Visit src/model for more advanced examples, such as ResNet
, DenseNet, MobileNet v2,
and BERT.
let mut model = layers::Sequential::new();
model
.add(layers::Conv2d::new(1, 64, [3, 3]))
.add(layers::Relu)
.add(layers::MaxPool2d::new([2, 2]))
.add(layers::Conv2d::new(64, 128, [3, 3]))
.add(layers::Relu)
.add(layers::MaxPool2d::new([2, 2]))
.add(layers::Conv2d::new(128, 128, [3, 3]))
.add(layers::Relu)
.add(layers::Flatten)
.add(layers::Dense::new(3 * 3 * 128, 64))
.add(layers::Relu)
.add(layers::Dense::new(64, 10));
let logits = model.pass(&x);Several momentum-based optimizers (e.g., Adam) are available.

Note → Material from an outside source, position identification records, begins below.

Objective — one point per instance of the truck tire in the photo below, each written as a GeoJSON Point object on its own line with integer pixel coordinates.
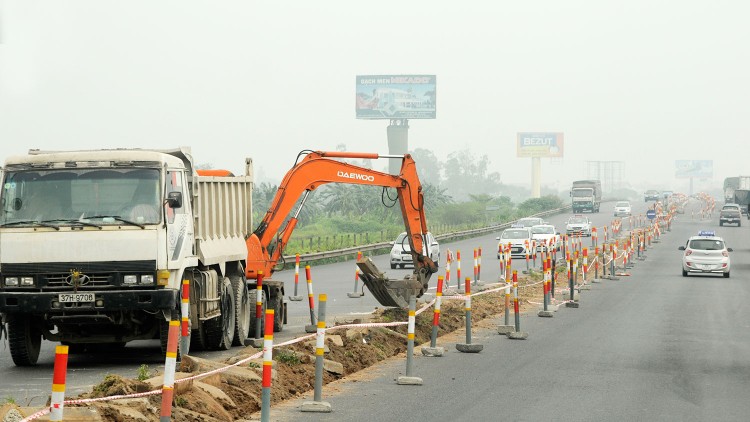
{"type": "Point", "coordinates": [242, 307]}
{"type": "Point", "coordinates": [252, 294]}
{"type": "Point", "coordinates": [220, 330]}
{"type": "Point", "coordinates": [25, 341]}
{"type": "Point", "coordinates": [164, 336]}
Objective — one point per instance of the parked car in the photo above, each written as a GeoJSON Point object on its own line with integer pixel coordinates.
{"type": "Point", "coordinates": [518, 237]}
{"type": "Point", "coordinates": [401, 251]}
{"type": "Point", "coordinates": [544, 234]}
{"type": "Point", "coordinates": [706, 254]}
{"type": "Point", "coordinates": [622, 208]}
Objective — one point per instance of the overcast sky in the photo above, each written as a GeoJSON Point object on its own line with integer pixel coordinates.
{"type": "Point", "coordinates": [645, 82]}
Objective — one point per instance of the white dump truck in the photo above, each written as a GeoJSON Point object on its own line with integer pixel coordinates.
{"type": "Point", "coordinates": [95, 246]}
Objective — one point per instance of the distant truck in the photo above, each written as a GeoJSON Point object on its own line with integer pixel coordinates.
{"type": "Point", "coordinates": [586, 195]}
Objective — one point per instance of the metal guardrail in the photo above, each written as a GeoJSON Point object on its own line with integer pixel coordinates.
{"type": "Point", "coordinates": [446, 236]}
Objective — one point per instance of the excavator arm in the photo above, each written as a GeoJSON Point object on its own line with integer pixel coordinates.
{"type": "Point", "coordinates": [266, 244]}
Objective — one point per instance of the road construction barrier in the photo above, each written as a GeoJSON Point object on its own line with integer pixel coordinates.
{"type": "Point", "coordinates": [265, 407]}
{"type": "Point", "coordinates": [433, 350]}
{"type": "Point", "coordinates": [57, 399]}
{"type": "Point", "coordinates": [311, 302]}
{"type": "Point", "coordinates": [409, 379]}
{"type": "Point", "coordinates": [356, 293]}
{"type": "Point", "coordinates": [296, 296]}
{"type": "Point", "coordinates": [318, 405]}
{"type": "Point", "coordinates": [170, 365]}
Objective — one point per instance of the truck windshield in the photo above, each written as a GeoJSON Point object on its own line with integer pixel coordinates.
{"type": "Point", "coordinates": [74, 196]}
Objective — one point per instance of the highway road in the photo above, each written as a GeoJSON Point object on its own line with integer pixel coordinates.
{"type": "Point", "coordinates": [654, 346]}
{"type": "Point", "coordinates": [31, 386]}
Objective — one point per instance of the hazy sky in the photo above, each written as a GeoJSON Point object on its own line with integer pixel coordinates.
{"type": "Point", "coordinates": [646, 82]}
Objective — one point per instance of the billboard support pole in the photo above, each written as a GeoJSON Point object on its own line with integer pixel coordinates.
{"type": "Point", "coordinates": [398, 143]}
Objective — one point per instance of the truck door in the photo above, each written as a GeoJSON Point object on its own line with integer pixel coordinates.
{"type": "Point", "coordinates": [178, 221]}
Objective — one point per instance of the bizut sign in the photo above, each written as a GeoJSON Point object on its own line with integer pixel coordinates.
{"type": "Point", "coordinates": [355, 176]}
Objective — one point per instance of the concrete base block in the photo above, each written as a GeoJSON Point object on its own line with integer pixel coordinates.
{"type": "Point", "coordinates": [255, 342]}
{"type": "Point", "coordinates": [505, 329]}
{"type": "Point", "coordinates": [409, 381]}
{"type": "Point", "coordinates": [518, 335]}
{"type": "Point", "coordinates": [434, 352]}
{"type": "Point", "coordinates": [469, 348]}
{"type": "Point", "coordinates": [316, 406]}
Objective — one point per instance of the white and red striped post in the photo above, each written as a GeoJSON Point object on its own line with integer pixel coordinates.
{"type": "Point", "coordinates": [185, 317]}
{"type": "Point", "coordinates": [449, 257]}
{"type": "Point", "coordinates": [468, 347]}
{"type": "Point", "coordinates": [311, 302]}
{"type": "Point", "coordinates": [356, 292]}
{"type": "Point", "coordinates": [296, 297]}
{"type": "Point", "coordinates": [475, 266]}
{"type": "Point", "coordinates": [458, 269]}
{"type": "Point", "coordinates": [58, 383]}
{"type": "Point", "coordinates": [479, 263]}
{"type": "Point", "coordinates": [433, 350]}
{"type": "Point", "coordinates": [259, 307]}
{"type": "Point", "coordinates": [265, 408]}
{"type": "Point", "coordinates": [170, 365]}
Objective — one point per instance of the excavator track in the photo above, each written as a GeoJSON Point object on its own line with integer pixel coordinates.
{"type": "Point", "coordinates": [389, 292]}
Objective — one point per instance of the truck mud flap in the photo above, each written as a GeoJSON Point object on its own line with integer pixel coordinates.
{"type": "Point", "coordinates": [388, 292]}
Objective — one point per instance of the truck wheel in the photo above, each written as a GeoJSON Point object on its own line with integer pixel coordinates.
{"type": "Point", "coordinates": [278, 313]}
{"type": "Point", "coordinates": [25, 340]}
{"type": "Point", "coordinates": [242, 306]}
{"type": "Point", "coordinates": [220, 330]}
{"type": "Point", "coordinates": [252, 294]}
{"type": "Point", "coordinates": [164, 336]}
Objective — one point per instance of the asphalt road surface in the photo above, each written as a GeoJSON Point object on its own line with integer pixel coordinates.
{"type": "Point", "coordinates": [654, 346]}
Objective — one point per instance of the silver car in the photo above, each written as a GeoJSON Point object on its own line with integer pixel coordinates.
{"type": "Point", "coordinates": [705, 254]}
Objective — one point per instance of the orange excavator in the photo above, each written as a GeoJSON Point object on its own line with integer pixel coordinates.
{"type": "Point", "coordinates": [266, 244]}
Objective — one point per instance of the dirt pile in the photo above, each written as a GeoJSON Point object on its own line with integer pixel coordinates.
{"type": "Point", "coordinates": [234, 394]}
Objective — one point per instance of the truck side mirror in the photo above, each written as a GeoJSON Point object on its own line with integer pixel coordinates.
{"type": "Point", "coordinates": [174, 199]}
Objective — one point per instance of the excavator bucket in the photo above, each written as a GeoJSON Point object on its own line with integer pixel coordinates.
{"type": "Point", "coordinates": [390, 292]}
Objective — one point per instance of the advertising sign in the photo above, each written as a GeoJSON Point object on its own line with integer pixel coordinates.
{"type": "Point", "coordinates": [395, 97]}
{"type": "Point", "coordinates": [685, 169]}
{"type": "Point", "coordinates": [539, 144]}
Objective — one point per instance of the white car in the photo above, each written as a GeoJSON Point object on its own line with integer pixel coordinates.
{"type": "Point", "coordinates": [622, 208]}
{"type": "Point", "coordinates": [518, 237]}
{"type": "Point", "coordinates": [705, 254]}
{"type": "Point", "coordinates": [401, 251]}
{"type": "Point", "coordinates": [578, 224]}
{"type": "Point", "coordinates": [543, 234]}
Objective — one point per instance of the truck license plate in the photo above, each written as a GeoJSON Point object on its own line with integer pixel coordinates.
{"type": "Point", "coordinates": [75, 297]}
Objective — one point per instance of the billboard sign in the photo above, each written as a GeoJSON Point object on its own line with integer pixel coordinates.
{"type": "Point", "coordinates": [395, 97]}
{"type": "Point", "coordinates": [685, 169]}
{"type": "Point", "coordinates": [539, 144]}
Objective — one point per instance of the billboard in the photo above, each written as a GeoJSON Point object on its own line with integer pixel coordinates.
{"type": "Point", "coordinates": [539, 144]}
{"type": "Point", "coordinates": [685, 169]}
{"type": "Point", "coordinates": [395, 97]}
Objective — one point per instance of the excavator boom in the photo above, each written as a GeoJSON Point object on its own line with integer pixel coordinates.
{"type": "Point", "coordinates": [266, 244]}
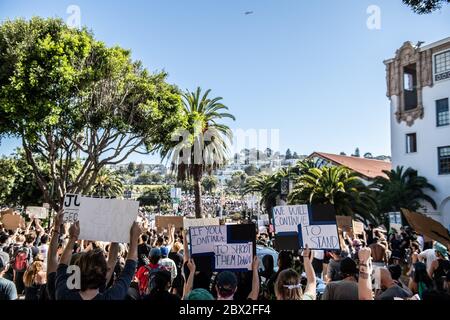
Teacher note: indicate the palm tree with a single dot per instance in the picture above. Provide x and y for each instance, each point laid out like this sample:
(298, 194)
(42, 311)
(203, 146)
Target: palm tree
(107, 184)
(337, 186)
(201, 144)
(269, 186)
(402, 189)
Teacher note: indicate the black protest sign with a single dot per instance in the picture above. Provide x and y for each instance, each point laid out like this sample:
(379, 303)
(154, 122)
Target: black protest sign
(315, 226)
(225, 247)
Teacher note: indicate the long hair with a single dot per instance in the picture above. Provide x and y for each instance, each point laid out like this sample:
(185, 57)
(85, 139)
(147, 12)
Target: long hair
(30, 275)
(93, 269)
(288, 286)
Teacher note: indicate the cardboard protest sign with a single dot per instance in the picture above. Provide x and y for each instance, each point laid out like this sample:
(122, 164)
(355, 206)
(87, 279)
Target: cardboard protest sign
(12, 221)
(37, 212)
(187, 223)
(287, 218)
(7, 211)
(224, 247)
(163, 222)
(71, 207)
(395, 220)
(312, 225)
(101, 219)
(427, 227)
(318, 237)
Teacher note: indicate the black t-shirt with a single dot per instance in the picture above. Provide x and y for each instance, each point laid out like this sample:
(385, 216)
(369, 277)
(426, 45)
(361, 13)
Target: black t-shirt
(162, 296)
(143, 252)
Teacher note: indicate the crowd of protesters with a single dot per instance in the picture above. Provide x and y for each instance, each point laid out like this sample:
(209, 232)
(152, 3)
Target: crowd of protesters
(38, 263)
(212, 205)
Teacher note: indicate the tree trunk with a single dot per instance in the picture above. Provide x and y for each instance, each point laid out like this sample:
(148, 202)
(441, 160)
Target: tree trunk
(198, 198)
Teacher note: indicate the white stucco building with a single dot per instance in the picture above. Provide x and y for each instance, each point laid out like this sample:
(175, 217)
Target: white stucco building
(418, 81)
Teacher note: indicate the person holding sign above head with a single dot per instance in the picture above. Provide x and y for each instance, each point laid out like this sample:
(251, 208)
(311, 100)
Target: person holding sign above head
(227, 283)
(92, 271)
(288, 285)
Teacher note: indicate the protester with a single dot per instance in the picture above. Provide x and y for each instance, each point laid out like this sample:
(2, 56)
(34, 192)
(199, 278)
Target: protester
(347, 288)
(35, 279)
(439, 267)
(93, 271)
(7, 288)
(288, 284)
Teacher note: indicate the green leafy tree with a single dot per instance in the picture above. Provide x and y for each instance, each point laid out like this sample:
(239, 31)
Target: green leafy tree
(69, 98)
(402, 189)
(237, 182)
(131, 168)
(337, 186)
(251, 170)
(155, 196)
(202, 146)
(107, 184)
(210, 183)
(425, 6)
(268, 186)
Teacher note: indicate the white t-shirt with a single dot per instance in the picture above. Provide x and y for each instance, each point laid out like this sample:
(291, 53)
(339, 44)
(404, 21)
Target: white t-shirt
(429, 255)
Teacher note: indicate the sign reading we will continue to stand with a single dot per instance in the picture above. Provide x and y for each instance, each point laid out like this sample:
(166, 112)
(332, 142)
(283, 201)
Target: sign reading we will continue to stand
(213, 242)
(305, 225)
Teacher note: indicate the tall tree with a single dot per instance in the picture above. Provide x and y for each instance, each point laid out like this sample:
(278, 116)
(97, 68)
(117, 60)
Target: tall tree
(69, 98)
(209, 183)
(107, 184)
(425, 6)
(337, 186)
(402, 189)
(203, 143)
(288, 154)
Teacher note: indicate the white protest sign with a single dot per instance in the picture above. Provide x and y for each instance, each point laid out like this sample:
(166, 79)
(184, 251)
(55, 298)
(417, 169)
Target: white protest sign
(319, 237)
(37, 212)
(287, 218)
(187, 223)
(203, 239)
(106, 220)
(233, 256)
(71, 207)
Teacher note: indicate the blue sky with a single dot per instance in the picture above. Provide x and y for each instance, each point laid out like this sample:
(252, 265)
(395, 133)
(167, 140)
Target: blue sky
(311, 69)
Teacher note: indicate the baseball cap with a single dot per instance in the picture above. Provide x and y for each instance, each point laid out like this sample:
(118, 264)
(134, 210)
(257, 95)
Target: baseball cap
(199, 294)
(155, 252)
(226, 283)
(4, 260)
(164, 251)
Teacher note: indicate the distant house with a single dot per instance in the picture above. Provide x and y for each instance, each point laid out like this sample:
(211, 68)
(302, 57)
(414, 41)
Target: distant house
(367, 169)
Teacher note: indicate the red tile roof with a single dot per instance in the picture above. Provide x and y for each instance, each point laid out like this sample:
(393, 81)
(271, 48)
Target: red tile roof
(368, 168)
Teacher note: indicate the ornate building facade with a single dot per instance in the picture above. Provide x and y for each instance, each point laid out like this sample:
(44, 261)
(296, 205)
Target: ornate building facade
(418, 86)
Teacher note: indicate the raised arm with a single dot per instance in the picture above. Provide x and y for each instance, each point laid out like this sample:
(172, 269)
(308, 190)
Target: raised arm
(254, 294)
(185, 247)
(112, 260)
(134, 240)
(365, 271)
(310, 274)
(189, 284)
(74, 232)
(171, 235)
(52, 254)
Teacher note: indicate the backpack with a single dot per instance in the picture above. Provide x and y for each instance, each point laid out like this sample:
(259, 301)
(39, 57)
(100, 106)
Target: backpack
(21, 259)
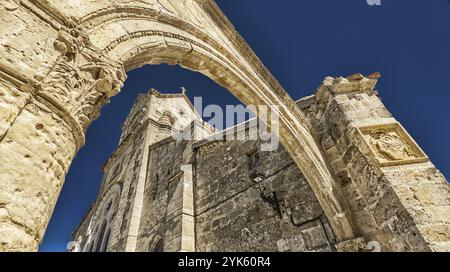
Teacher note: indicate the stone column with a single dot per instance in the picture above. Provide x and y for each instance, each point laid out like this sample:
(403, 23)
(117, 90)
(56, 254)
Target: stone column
(399, 200)
(44, 129)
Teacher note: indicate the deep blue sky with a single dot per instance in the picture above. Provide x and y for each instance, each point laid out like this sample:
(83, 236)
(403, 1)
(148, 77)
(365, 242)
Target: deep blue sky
(301, 42)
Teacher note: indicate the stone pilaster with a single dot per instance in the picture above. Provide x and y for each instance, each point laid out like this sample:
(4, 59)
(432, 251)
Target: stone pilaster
(45, 131)
(397, 196)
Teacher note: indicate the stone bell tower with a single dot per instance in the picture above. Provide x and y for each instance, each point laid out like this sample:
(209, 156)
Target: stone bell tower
(112, 223)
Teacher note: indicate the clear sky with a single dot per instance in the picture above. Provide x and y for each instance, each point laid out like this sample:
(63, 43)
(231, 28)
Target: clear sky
(301, 42)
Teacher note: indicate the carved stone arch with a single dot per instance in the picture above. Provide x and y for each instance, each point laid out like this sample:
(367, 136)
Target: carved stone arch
(161, 39)
(63, 88)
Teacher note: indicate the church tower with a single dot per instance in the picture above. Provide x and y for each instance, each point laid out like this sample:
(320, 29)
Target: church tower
(113, 221)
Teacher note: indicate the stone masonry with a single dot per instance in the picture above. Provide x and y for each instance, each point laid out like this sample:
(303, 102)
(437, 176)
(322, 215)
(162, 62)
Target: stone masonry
(62, 61)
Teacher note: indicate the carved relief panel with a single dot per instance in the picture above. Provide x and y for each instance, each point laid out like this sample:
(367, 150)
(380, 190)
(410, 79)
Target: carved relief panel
(392, 145)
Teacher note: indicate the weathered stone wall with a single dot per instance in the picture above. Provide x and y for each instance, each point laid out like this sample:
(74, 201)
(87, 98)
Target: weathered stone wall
(162, 207)
(148, 124)
(246, 200)
(397, 197)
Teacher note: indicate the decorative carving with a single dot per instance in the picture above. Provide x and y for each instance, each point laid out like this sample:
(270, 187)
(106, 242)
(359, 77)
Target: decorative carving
(10, 5)
(392, 145)
(83, 80)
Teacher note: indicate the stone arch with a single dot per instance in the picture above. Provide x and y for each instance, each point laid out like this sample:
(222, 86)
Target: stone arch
(94, 44)
(155, 244)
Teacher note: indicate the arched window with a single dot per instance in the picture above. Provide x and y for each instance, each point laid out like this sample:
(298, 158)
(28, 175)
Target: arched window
(159, 246)
(106, 240)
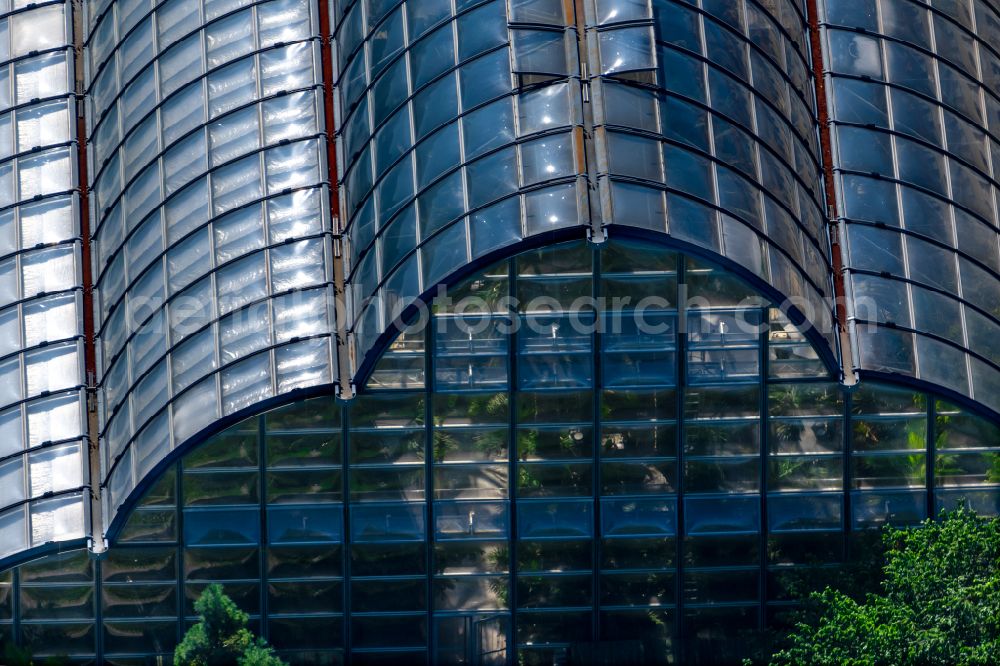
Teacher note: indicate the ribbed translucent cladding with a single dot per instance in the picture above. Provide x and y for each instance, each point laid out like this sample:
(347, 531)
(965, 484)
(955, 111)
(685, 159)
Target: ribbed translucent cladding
(461, 132)
(442, 160)
(42, 468)
(722, 150)
(916, 102)
(211, 221)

println!("{:?}", Device::get_list());
let mut ctx = Context::new();
let mut model = ResNet::new(ResNetConfig::d18(1, 10));
let batch_size = 128;
let num_epoch = 30;
let learning_rate = 1e-4;
let dataset = Mnist::from_source(
"./dataset/mnist/train-images.idx3-ubyte",
"./dataset/mnist/train-labels.idx1-ubyte",
).unwrap();
let mut optimizer = Adam::new(learning_rate);
model.init(&mut ctx, 0);
optimizer.init(&mut ctx);
let input = Var::empty([batch_size, 28, 28, 1], DataType::Float);
let label = Var::empty([batch_size, 1], DataType::Uint);
let logits = model.pass(&input);
let loss = softmax_cross_entropy(&logits, &label).mean(0, false);
let grads = grad_param(&loss, &model);
let acc = accuracy(&logits, &label);
let p = Program::compile(&[], grads.values().chain([&loss, &acc]));
for i in 0..num_epoch {
for (j, (images, labels)) in dataset.iter().batch(batch_size, Mnist::collate).enumerate() {
let (images, labels) = (images.to_device(&mut ctx), labels.to_device(&mut ctx));
input.set(images);
label.set(labels);
p.exec(&mut ctx);
optimizer.update(&grads, &mut ctx);
println!(
"epoch {:?} / batch {:?} / acc: {:?} / loss: {:?}",
i,
j,
acc.eval(&mut ctx).to_host().scalar::<f32>(),
loss.eval(&mut ctx).to_host().scalar::<f32>(),
);
ctx.data.clear();
}
}Sage has several built-in tensor memory management strategies to support large-scale model training and memory-constrained computing environments. Please read our paper on memory-efficient on-device training for more details.
Sage is licensed under either of Apache License, Version 2.0 or MIT License at your option.